2018/06/24 09:51:44 DEBUG : TestCache: wrapped local:/tmp/rclone_cache_test at root 
2018/06/24 09:51:44 INFO  : TestCache: Cache DB path: /home/ncw/.cache/rclone/cache-backend/TestCache.db
2018/06/24 09:51:44 INFO  : TestCache: Cache chunk path: /home/ncw/.cache/rclone/cache-backend/TestCache
2018/06/24 09:51:44 INFO  : TestCache: Chunk Memory: true
2018/06/24 09:51:44 INFO  : TestCache: Chunk Size: 5M
2018/06/24 09:51:44 INFO  : TestCache: Chunk Total Size: 10G
2018/06/24 09:51:44 INFO  : TestCache: Chunk Clean Interval: 1m0s
2018/06/24 09:51:44 INFO  : TestCache: Workers: 4
2018/06/24 09:51:44 INFO  : TestCache: File Age: 6h0m0s
2018/06/24 09:51:44 DEBUG : Adding path "cache/expire" to remote control registry
2018/06/24 09:51:44 DEBUG : Adding path "cache/stats" to remote control registry
2018/06/24 09:51:44 DEBUG : Cache remote TestCache:: list ''
2018/06/24 09:51:44 DEBUG : excluded: Excluded from sync (and deletion)
2018/06/24 09:51:44 DEBUG : : list: cold listing: 2018-06-24 03:50:47.760431914 +0100 BST
2018/06/24 09:51:44 DEBUG : : list: read 1 from source
2018/06/24 09:51:44 DEBUG : : list: source entries: [normal]
2018/06/24 09:51:44 DEBUG : : list: cached object: normal
2018/06/24 09:51:44 DEBUG : : list: cached directories: 0
2018/06/24 09:51:44 DEBUG : : list: cached dir: '', cache ts: 2018-06-24 09:51:44.603869892 +0100 BST m=+0.026212905
2018/06/24 09:51:44 INFO  : Cache remote TestCache:: Waiting for checks to finish
2018/06/24 09:51:44 DEBUG : normal: Size and modification time the same (differ by 0s, within tolerance 1ns)
2018/06/24 09:51:44 DEBUG : normal: Unchanged skipping
2018/06/24 09:51:44 INFO  : Cache remote TestCache:: Waiting for transfers to finish
2018/06/24 09:51:44 INFO  : Waiting for deletions to finish
2018/06/24 09:51:44 INFO  : 
Transferred:      0 Bytes (0 Bytes/s)
Errors:                 0
Checks:                 1
Transferred:            0
Elapsed time:          0s

2018/06/24 09:51:44 DEBUG : 6 go routines active
2018/06/24 09:51:44 DEBUG : rclone: Version "v1.42-010-g935533e5" finishing with parameters ["rclone" "-vv" "sync" "--exclude" "excluded" "--delete-excluded" "/tmp/source/" "TestCache:"]
2018/06/24 09:51:44 DEBUG : Cache remote TestCache:: Services stopped

Hi Nick, I’ll give that a go tomorrow.

Thinking a bit more about this, why would this be an error?

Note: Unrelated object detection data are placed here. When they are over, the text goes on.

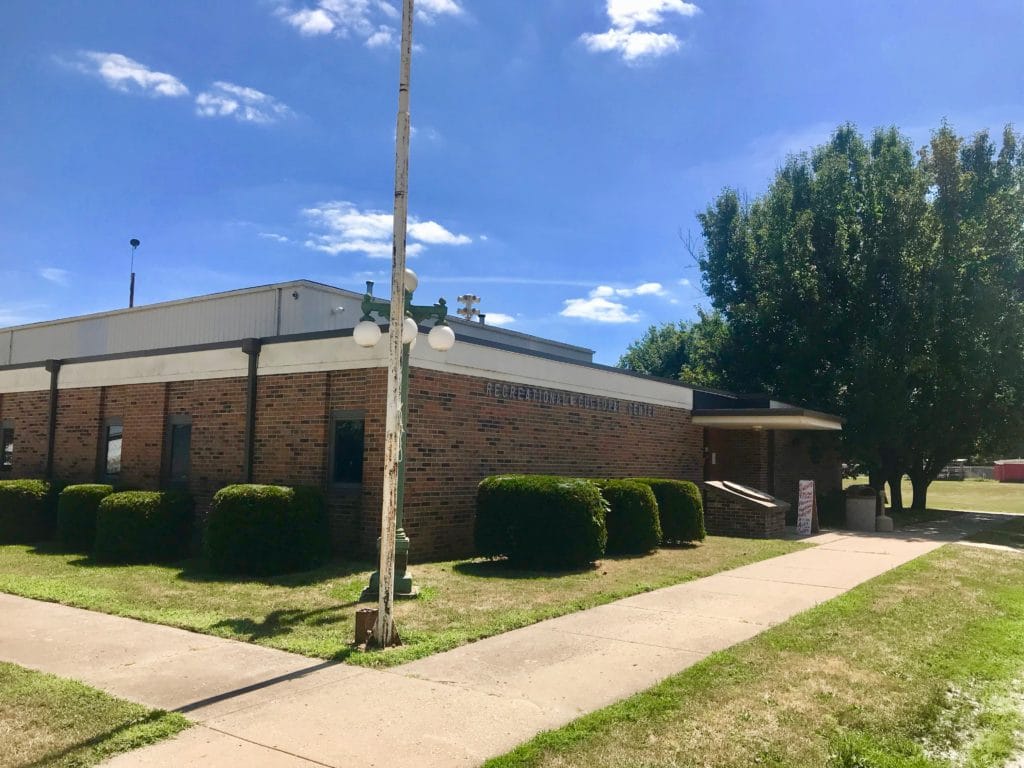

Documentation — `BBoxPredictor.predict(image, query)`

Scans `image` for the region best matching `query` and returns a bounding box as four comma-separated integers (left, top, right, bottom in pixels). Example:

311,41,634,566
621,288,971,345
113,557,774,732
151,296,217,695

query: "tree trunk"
889,474,916,512
910,472,932,511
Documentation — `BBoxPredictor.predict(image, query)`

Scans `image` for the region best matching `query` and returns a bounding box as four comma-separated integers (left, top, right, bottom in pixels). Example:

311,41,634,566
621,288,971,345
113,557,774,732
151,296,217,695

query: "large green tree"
618,308,728,387
691,125,1024,507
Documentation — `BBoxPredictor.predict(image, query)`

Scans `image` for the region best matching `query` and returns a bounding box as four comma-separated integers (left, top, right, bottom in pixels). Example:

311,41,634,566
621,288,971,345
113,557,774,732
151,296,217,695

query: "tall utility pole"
128,238,139,309
371,0,414,648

If it doesn’t exist on the remote end, and it’s excluded on the local side, shouldn’t it just be silently ignored, and removed from the local cache?

I don’t know why it is giving the error. In my test above I uploaded it via the cache then deleted it via the cache (courtesy of --delete-excluded) and it all worked OK.

Interesting. I just tried your example and it worked.

I also checked in the bucket console, and I can confirm that the excluded files on the problem dataset do not exist on the remote side. I’m running rclone v1.41.

Would regenerating the cache from scratch help?

I guess the cache might have got out of sync with the actual bucket, so worth a try.